I guess I'm gonna add something on there. I think, yeah, please do. Again, to circle back to the authenticity part of it, right? The um in this process, uh I I found that it's easy to get trapped into thinking about just one audience at a time. Like what was saying, like it, you know, we'll we'll think about how to craft it for the machine so that it understands it. But it's gotta jive with what ultimately happens. If you do get lucky enough to connect a human to a human, it still has to be the same message, even though it the words may be different, the construct may be different. Um, and uh and so that's why having that golden circle, having that source of truth for what your strategy and your story is is so important because it it is very easy for you to devise messaging that gets you through the machines and then sets up a call, and then the person on the other end of the line has completely wrong expectation about what they're gonna hear from the other person, right?

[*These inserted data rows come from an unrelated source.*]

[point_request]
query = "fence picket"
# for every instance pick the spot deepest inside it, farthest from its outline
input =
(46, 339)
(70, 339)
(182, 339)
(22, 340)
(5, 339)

So the everything has to jive, it has to be one synchronous system.

SPEAKER_00

Yeah, and and look, there's just regular good old AI hygiene here. Calvin, you know, you and I were engaging with uh a software smart up, a start smart up, software startup uh this morning. Maybe they hope to be a software smart up uh as well. Um I'm I've just invented a new phraseology there. So uh so anyway, we were just talking to one of our clients this morning uh about this exact issue. And what I mean by good hygiene is although you may end up generating 80% of your content from an LLM, I I can't emphasize enough how important it is to have a human in the loop to do that final editing to ensure that your LLM didn't act like a bad teenager and ignore everything that you just told it to do, you know, with its headphones on and uh you know iPhone in front of it. Um uh or conversely, it didn't just hallucinate, you know, like drunk Uncle Fred, you know, like uh in and sometimes the LLMs at this day and age, they still they still do that. So the human in the loop to ensure that the message is on track uh and ultimately can communicate effectively to that buyer, Calvin, is is incredibly important.